Ange didn’t say anything, just held me for a moment. She knew that I sometimes got a little wobbly in crowds, and she knew I didn’t like to talk about it. We made our way to the fire and watched it for a moment, then went back out into the playa for the parties and the dancing and forgetting. I reminded myself that I was in love, at Burning Man, and that there might be a job waiting for me when I got back to San Francisco, and kicked myself in the ass every time I felt the bad feeling creeping up on me.

Temple burn was very different. We got there really early and sat down nearly at the front and watched the sun set and turn the temple’s white walls orange, then red, then purple. Then the spotlights went up, and it turned blazing white again. The wind blew and I heard the rustle of all the paper remembrances fluttering in its nooks and on its walls.

We were sitting amid thousands of people, tens of thousands of people, but there was hardly a sound. When I closed my eyes, I could easily pretend that I was alone in the desert with the temple and all its memories and good-byes and sorrows. I felt the ghost of that feeling I’d had when I’d sat in the temple and tried to clear my mind, to be in the present and throw away all my distractions. The temple had an instantly calming effect on me, silenced all the chattering voices in the back of my head. I don’t believe in spooks and ghosts and gods, and I don’t think the temple had any supernatural effect, but it had an absolutely natural effect, made me sorrowful and hopeful and calm and, well, soft-edged all at once.

I wasn’t the only one. We all sat and watched the temple, and people spoke in hushed tones, museum voices, church whispers. Time stretched. Sometimes I felt like I was dozing off. Other times I felt like I could feel every pore and every hair on my body. Ange stroked my back, and I squeezed her leg softly. I looked at the faces around me. Some were calm, some softly cried, some smiled in profound contentment. The wind ruffled my scarf.

And then I spotted them. Three rows back from us, holding hands: Masha and Zeb.
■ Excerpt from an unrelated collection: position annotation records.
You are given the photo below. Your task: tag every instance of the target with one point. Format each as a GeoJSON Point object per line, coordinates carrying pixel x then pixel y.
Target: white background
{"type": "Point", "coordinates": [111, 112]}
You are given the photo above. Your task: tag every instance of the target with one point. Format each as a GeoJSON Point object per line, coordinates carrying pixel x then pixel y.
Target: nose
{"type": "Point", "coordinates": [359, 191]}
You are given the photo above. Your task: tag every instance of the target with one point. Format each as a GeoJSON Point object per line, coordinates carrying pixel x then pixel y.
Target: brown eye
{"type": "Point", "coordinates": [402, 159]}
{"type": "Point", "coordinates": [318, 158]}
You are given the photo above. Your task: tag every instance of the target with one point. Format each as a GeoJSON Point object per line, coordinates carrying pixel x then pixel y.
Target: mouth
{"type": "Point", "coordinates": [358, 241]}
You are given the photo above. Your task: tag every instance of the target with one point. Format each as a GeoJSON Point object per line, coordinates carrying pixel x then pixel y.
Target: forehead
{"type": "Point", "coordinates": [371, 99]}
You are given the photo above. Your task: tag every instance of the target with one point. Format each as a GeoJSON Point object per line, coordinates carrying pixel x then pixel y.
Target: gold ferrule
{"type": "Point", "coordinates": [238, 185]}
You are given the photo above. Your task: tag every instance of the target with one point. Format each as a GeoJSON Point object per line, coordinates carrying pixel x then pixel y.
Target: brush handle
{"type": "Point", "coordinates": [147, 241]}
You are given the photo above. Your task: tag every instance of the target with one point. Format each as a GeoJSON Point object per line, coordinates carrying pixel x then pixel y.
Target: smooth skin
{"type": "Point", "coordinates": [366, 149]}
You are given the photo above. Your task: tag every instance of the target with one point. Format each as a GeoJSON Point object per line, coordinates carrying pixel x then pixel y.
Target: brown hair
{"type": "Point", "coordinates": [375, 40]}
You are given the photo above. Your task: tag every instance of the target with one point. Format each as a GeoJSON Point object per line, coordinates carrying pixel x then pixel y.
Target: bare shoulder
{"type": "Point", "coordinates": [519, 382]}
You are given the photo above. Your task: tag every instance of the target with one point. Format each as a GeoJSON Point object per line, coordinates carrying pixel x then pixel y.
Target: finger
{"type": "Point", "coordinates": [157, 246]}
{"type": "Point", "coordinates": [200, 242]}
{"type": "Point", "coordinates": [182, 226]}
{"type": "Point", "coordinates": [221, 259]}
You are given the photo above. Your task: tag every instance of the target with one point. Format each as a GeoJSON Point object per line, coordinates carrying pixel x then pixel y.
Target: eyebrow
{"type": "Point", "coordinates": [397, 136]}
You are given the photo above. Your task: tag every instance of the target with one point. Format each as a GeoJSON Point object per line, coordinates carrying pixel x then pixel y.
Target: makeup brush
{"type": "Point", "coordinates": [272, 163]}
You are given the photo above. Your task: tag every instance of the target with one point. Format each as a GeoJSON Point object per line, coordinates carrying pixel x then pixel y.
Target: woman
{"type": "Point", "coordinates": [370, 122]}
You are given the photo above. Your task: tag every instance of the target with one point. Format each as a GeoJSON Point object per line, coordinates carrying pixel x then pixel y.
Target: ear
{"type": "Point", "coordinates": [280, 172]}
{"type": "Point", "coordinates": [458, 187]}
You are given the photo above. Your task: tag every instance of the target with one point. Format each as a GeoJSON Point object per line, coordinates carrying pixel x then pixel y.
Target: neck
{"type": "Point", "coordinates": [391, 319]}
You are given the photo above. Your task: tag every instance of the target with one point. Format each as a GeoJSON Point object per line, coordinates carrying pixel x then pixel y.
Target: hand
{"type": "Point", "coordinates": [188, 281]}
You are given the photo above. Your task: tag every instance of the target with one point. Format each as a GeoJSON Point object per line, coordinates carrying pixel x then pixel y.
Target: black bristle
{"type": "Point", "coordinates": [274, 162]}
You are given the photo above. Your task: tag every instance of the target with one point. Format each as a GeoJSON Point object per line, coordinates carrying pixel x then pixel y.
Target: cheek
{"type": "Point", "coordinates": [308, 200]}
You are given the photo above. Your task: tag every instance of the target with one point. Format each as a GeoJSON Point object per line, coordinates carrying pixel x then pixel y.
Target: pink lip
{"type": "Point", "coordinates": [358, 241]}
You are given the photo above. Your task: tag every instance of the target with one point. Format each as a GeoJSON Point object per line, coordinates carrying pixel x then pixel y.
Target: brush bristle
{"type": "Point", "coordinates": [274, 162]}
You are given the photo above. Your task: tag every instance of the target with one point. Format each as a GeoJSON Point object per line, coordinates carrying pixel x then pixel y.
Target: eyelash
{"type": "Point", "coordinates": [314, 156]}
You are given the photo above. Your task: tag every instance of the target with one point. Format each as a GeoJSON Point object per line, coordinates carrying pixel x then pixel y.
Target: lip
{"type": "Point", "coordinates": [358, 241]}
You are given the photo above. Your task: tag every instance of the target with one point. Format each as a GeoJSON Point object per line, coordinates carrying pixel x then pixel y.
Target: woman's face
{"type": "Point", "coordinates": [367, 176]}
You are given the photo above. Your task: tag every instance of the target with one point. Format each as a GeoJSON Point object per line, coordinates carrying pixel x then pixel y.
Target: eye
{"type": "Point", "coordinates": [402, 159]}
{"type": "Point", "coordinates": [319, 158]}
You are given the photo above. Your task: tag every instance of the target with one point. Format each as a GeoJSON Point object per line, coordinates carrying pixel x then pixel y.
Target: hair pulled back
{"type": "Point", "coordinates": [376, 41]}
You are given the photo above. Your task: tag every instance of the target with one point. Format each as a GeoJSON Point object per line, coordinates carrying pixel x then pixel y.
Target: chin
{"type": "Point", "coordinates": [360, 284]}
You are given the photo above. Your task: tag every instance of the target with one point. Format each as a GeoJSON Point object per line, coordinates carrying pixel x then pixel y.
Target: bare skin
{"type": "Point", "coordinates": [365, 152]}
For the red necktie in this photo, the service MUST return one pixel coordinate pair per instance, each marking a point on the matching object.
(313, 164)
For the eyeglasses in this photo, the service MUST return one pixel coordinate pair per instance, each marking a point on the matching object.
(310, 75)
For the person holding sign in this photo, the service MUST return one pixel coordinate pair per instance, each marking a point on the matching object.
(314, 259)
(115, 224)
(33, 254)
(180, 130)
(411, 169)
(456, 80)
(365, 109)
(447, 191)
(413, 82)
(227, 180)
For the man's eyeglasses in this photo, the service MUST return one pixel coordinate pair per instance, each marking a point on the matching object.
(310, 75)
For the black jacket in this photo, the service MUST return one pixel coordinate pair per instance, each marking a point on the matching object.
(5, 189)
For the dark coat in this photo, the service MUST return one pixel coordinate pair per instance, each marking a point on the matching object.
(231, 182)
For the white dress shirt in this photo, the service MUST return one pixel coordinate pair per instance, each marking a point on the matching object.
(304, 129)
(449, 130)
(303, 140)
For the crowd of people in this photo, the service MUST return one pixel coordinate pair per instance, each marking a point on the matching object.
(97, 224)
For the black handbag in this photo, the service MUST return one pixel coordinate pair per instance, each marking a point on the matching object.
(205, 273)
I nearly didn’t recognize them at first, because Masha had her head on Zeb’s shoulder and wore an expression of utter vulnerability and sadness, absolutely unlike her normal display of half-angry, half-cocky impatience. I looked away before I caught her eye, feeling like I’d intruded on her privacy.

I turned back to the temple just in time to see the first flames lick at its insides, the paper crackling and my breath catching in my chest. Then a tremendous column of fire sprouted out of the central atrium, whooshing in a pillar a hundred yards tall, the heat and light so intense I had to turn my face away. The crowd sighed, a huge, soft sound, and I sighed with it.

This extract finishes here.